An interpretable model versus black-box algorithms for complex decision making
Making a decision today comes at the cost of possibly missing a better opportunity tomorrow. When looking at job candidates, at homes — or even for love — it’s hard to know when to stop looking and make a choice. The good news is that there’s an algorithm for that.
There are actually several algorithms for solving this type of problem, known as an optimal stopping problem. These algorithms attempt to time a decision to lead to the best possible outcome. The bad news is that it’s not always clear why an algorithm recommends a particular time to make the decision.
When there are several variables leading to a decision, some algorithms can become a black box. Decisions with many variables create a multidimensional problem. For example, an algorithm for making personal loans may be trained on data from past applicants’ credit scores, incomes, debts, assets and defaulted loans. The algorithm may also use combinations, correlations and distributions of these variables. All these many factors are weighted in the algorithm’s training process and create a complicated mathematical equation that outputs whether to approve or deny a loan to a new applicant.
The Problem with Black Boxes
If a bank using the algorithm is ever accused of bias in its loan decisions, it will be difficult to prove that nothing shady is going on. To defend such an algorithm, it’ll be a challenge to justify and explain the weightings for the variables. Many industries face this problem as they become reliant on machine learning and deep learning models to inform decision making. For this reason, there’s a push for models that are interpretable, meaning transparent, rather than black boxes. This is especially true in health care and public policy.
A paper published in Management Science proposes an approach to solving complex optimal stopping problems using an interpretable model. The authors of the paper, INSEAD’s Dragos Florin Ciocan and UCLA Anderson’s Velibor Mišić, believe their method can outperform state-of-the-art black-box solutions for complex optimal stopping problems.
Not every machine learning model is a black box. Regression models and decision trees are the most well-known interpretable models. Decision trees are an especially powerful tool forming the basis of many well-performing machine learning models. A binary decision tree is easy to interpret as seen in the illustration below.
To employ decision trees in solving an optimal stopping problem, and thus benefit from the interpretability of that model, Ciocan and Mišić needed to develop a new approach for building trees.
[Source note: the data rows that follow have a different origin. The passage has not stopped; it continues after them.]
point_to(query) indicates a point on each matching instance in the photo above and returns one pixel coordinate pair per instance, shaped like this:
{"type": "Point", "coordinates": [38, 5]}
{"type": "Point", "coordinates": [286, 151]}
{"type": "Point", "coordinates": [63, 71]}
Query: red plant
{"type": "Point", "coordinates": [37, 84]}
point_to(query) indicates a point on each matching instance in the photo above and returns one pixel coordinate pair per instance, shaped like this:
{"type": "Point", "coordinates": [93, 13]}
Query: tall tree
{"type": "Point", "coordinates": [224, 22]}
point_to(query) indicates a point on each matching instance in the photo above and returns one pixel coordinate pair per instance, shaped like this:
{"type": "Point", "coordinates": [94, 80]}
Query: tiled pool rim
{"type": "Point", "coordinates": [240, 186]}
The researchers’ method tries to optimize each branch of the tree directly as it builds an interpretable policy for the solution to an optimal stopping problem, quite different than a black box that, through its many unseen machinations, arrives at a sought-after value.
A challenge Ciocan and Mišić faced in directly optimizing the tree, though, is that solutions to optimal stopping problems have to consider the progression of time and each of the tree’s levels and their labels (Lend/Deny in the previous example) cannot be considered independently like they are in the personal loan example. A change in one label will impact the other labels.
Their algorithm builds the tree from the top down, using data to determine each conditional split point. (These are the points in the tree with a conditional statement, such as, Credit Score is greater than 720, as in the previous example) It will keep expanding the tree, developing new split points until there is no improvement in the outcome by adding another split.
Simplicity and Interpretability Triumphs
Ciocan and Mišić apply their method to the problem of pricing a Bermudan option. A Bermudan option is like an American option on a security, which can be exercised at any time up to expiration, but the Bermudan option can only be exercised on particular days up to the expiration date. Having to decide at which point among the set dates to exercise a Bermudan option makes it an optimal stopping problem. And given the many factors that must be considered like underlying stock price, time to expiration, volatility, etc. makes pricing such an option a complex problem.
It’s reasonable to expect that the researchers’ method will give up some degree of performance in return for being interpretable. But they assert that’s not the case — that their method outperforms two state-of-the-art approaches in pricing such options “while simultaneously producing policies that are significantly simpler and more transparent,” they write.
They performed further testing of their method against a simple, one-dimensional optimal stopping problem where the exact optimal solution could be calculated for comparison. The interpretable method’s solution was either optimal or very close to the optimal result during this testing.
These results provide optimism that more black-box algorithms can be replaced with interpretable models in the future: “We believe that this methodology represents an exciting starting point for future research at the intersection of stochastic control and interpretable machine learning,” they write.